El pasado 11 de junio, la Administración Nacional Oceánica y Atmosférica de Estados Unidos (NOAA, por sus siglas en inglés) dió a conocer que el fenómeno de “El Niño” se había formado en el Pacífico tropical.
“Pronosticadores predicen una probabilidad del 63% de que las temperaturas superficiales del mar superen los 2.0° C en la región del Pacífico monitoreada. Si se supera este umbral, la NOAA considera el evento ‘muy fuerte’”, aseguraron en su momento.
Ante este panorama, los países de América Latina han adoptado medidas para mitigar los impactos del fenómeno.
Panamá
El Gobierno Nacional creó una comisión para coordinar la preparación y respuesta del Estado frente a los posibles efectos de El Niño, como prioridad para reducir el impacto de la sequía sobre la producción agrícola y pecuaria.
Además, el Instituto de Meteorología e Hidrología de Panamá (Imhpa), dará seguimiento a la evolución del fenómeno para que las instituciones puedan anticipar medidas frente a la disminución de lluvias y el aumento de las temperaturas previsto entre julio y diciembre de 2026.
La Autoridad del Canal de Panamá (ACP) informó que mantiene un monitoreo estrecho de las condiciones meteorológicas debido al incremento de la probabilidad de un El Niño severo, considerando el posible impacto sobre la disponibilidad de agua y la operación de la vía interoceánica.
Colombia
El Gobierno declaró una situación de desastre nacional para movilizar recursos antes de la llegada del fenómeno. Destinó unos 8 billones de pesos (2,485 millones de dólares) para garantizar el abastecimiento de agua, reforzar la seguridad alimentaria, preparar el sistema de salud, prevenir incendios forestales e impulsar proyectos de energía solar ante el riesgo de afectaciones al sistema eléctrico.
Perú
Tras las lluvias asociadas al Niño Costero de 2026, el Gobierno mantiene estados de emergencia en cientos de distritos, acelera obras de prevención y destina recursos para atender inundaciones y preparar al sector agrícola frente a las sequías que podrían intensificarse en los próximos meses.
México
El Gobierno de México aseguró que está reforzando la comunicación entre instituciones federales, estatales y locales, revisando las condiciones de los refugios temporales que se puedan necesitar y mejorando sus sistemas de alertamiento temprano. Además de crear un sistema que envíe alertas a los teléfonos celulares, en especial a los habitantes de zonas de mayor riesgo.
A nivel regional
La Organización de las Naciones Unidas para la Alimentación y la Agricultura (FAO), el Programa Mundial de Alimentos (PMA) y otros organismos de Naciones Unidas, en los países con mayor riesgo, impulsaron la distribución de semillas más resistentes, cosechas tempranas, protección del ganado, fortalecimiento de los sistemas de alerta temprana y preparación de asistencia humanitaria antes de que el fenómeno alcance su mayor intensidad.

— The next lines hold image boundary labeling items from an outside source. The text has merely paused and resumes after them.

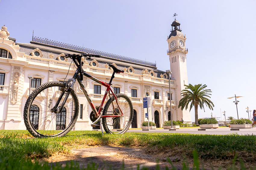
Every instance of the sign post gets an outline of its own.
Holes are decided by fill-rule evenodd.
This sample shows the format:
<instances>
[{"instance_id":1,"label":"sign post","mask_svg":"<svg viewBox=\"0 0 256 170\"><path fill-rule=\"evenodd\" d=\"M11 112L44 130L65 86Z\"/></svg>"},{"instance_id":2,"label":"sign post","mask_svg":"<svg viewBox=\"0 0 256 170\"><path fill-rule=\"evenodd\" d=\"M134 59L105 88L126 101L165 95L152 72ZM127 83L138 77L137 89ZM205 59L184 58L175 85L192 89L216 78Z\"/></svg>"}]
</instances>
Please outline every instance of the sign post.
<instances>
[{"instance_id":1,"label":"sign post","mask_svg":"<svg viewBox=\"0 0 256 170\"><path fill-rule=\"evenodd\" d=\"M144 97L143 98L143 108L147 108L147 113L145 114L145 117L148 118L148 130L149 130L149 117L148 115L148 108L150 107L150 97Z\"/></svg>"}]
</instances>

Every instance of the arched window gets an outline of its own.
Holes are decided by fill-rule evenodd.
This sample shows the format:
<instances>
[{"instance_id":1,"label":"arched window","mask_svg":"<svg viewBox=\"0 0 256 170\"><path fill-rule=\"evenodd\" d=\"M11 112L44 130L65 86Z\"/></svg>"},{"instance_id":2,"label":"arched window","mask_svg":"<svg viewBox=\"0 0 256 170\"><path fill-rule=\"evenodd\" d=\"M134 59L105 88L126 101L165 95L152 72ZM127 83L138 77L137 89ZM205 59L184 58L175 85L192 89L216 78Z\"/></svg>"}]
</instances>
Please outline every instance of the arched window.
<instances>
[{"instance_id":1,"label":"arched window","mask_svg":"<svg viewBox=\"0 0 256 170\"><path fill-rule=\"evenodd\" d=\"M56 117L56 130L63 130L66 128L67 110L64 108L61 113L57 114Z\"/></svg>"},{"instance_id":2,"label":"arched window","mask_svg":"<svg viewBox=\"0 0 256 170\"><path fill-rule=\"evenodd\" d=\"M36 105L32 105L29 113L30 121L36 130L38 130L38 119L39 116L39 108Z\"/></svg>"},{"instance_id":3,"label":"arched window","mask_svg":"<svg viewBox=\"0 0 256 170\"><path fill-rule=\"evenodd\" d=\"M132 121L132 128L137 128L137 113L136 110L133 109L133 116Z\"/></svg>"},{"instance_id":4,"label":"arched window","mask_svg":"<svg viewBox=\"0 0 256 170\"><path fill-rule=\"evenodd\" d=\"M0 57L3 58L7 58L8 56L8 58L12 58L11 55L8 51L4 49L0 49Z\"/></svg>"}]
</instances>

El Banco Interamericano de Desarrollo (BID) está recomendando a los gobiernos acelerar inversiones en infraestructura resiliente, mejorar los sistemas de monitoreo climático y reforzar la gestión del agua para reducir el impacto de sequías e inundaciones previstas entre finales de 2026 e inicios de 2027.
Según la FAO, la preocupación es especialmente alta porque existe una probabilidad del 81 % de que El Niño alcance una intensidad muy fuerte entre octubre y diciembre de 2026. Por ello, los países están priorizando la prevención mediante inversiones en infraestructura, agricultura resiliente y sistemas de alerta, en lugar de esperar a responder una vez ocurran los desastres.